Volatility in the stock market can make investors feel anxious. They may start to panic because it looks like their retirement accounts are losing money. However, during times of volatility, you need to think logically about your choices and avoid making rash decisions you may come to regret.
When the markets fall, you need to focus on the long term rather than get dragged down by the daily ups and downs. You can even make market downturns work for you if you approach the situation with a clear, strategic plan. Read on to learn some tips to keep in mind when it comes to maintaining retirement investments in a turbulent market.
1. Adopt a long-term perspective.
When the market becomes volatile, many of us tend to check our account balances many times throughout the day. Doing this, however, can lead to panic that causes us to sell, thereby locking ourselves into the loss.
While it can be difficult to hold investments until they recover, it is usually the best move.

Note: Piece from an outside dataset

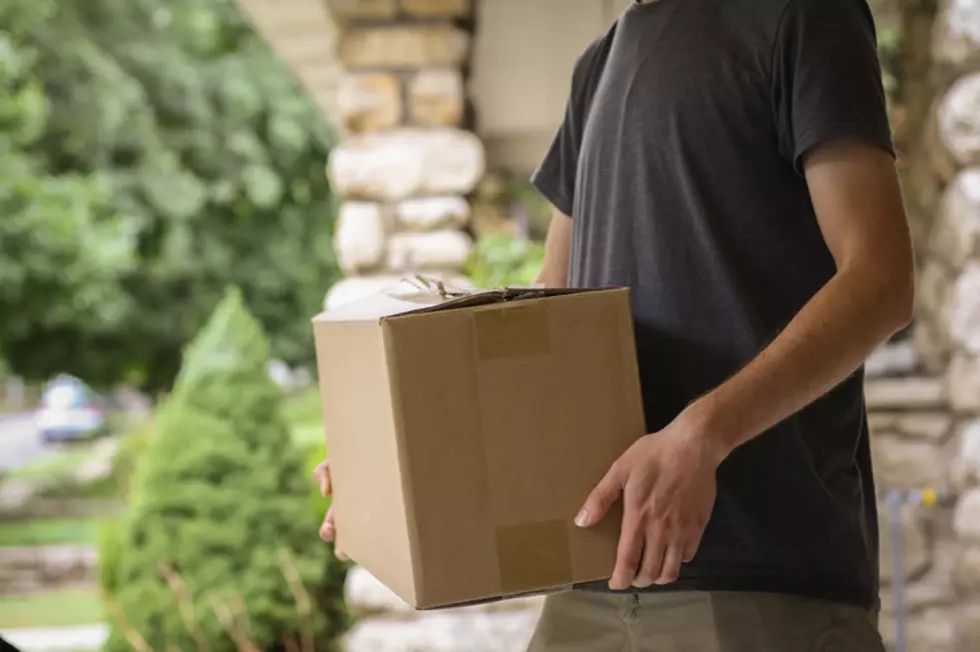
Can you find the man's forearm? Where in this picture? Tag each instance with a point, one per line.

Ignoring the stock market can be difficult with smartphones and social media giving us constant reminders, so it is important to configure these resources in a way that reduces anxiety and decreases any propensity to panic.
You must remember that what matters most is not how the markets look right now, but how they will be at the time of your retirement. This sort of long-term plan will help you remain level-headed as you deal with the market. In a worst-case scenario, if the market dropped close to your planned retirement, you may end up having to work a bit longer to let the market recover before you retire.

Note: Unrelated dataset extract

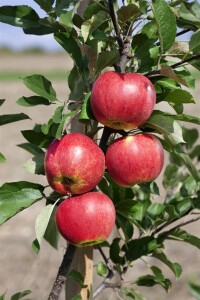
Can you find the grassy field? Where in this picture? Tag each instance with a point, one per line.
(21, 268)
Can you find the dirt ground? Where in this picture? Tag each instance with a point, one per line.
(21, 268)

2. Perform a portfolio checkup.
You will put yourself in the best position to safeguard your investments when you have a clear understanding of your portfolio. In times of market turbulence, you should take the time to review your investments as well as your financial goals. Ultimately, what worked in the past before the market disruption may no longer work in the future, so performing this sort of checkup puts you in the ideal position to make changes. Also, be sure to double-check your asset allocation and look for tax-saving measures.
At this time, you could also make sure that your diversification is sufficient and that you are not paying any unnecessary fees. Sometimes, it’s possible to diversify too much. For example, if you have stakes in multiple index funds following the same index, it is not true diversification.

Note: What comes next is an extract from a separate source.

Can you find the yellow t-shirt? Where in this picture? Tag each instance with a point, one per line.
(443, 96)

All in all, performing a checkup is a great way to expend some energy on the portfolio without making a hasty decision.
3. Avoid selling off investments.
When people start panic selling due to market instability, they are effectively locked into any losses, but if they had just held the investment until the market recovered, they would have lost nothing. By selling, you automatically lose the difference between the sale price and the recovery price.
Investment firm Franklin Templeton looked into the push to sell stocks when the market becomes unstable. The firm found that those who maintain a fully invested portfolio at the end of a bear market have an average total return of 37.1 percent, but those who miss the first six months of recovery because they held onto cash instead had an average total return of only 7.6 percent.
4. Consider investing more.
While it may sound like a contrarian idea to invest more when the market is volatile, you can realize significant returns with this strategy. After all, when the market is down, it is sort of like being on sale. If you have some extra cash, you can purchase these investments when they are low and then wait for them to increase in value precipitously as the market improves.
Not everyone feels comfortable making purchases during a bear market, but when stocks have bottomed out, they have nowhere to go except for up. Of course, you will still need to do your due diligence and make intelligent choices as you invest, but times of uncertainty can be a good chance to fill out your portfolio even more.
5. Consult a professional.
One of the best things to do when the market becomes turbulent is turning to a finance professional. When you are unsure of what moves to make, an expert can account for your goals and anxieties to create a plan that will help you stay on track for retirement.
Financial experts can also help us understand why we need to hold on to our investments or perhaps purchase some new ones. They can also go over the numbers to calm us when we start to panic. The best professionals are always available for regular check-ins and any advice.
Finding a professional becomes more difficult in a bear market, so it is ideal if you establish a relationship before then. Nevertheless, it is not impossible to establish a new, fruitful relationship during times of crisis.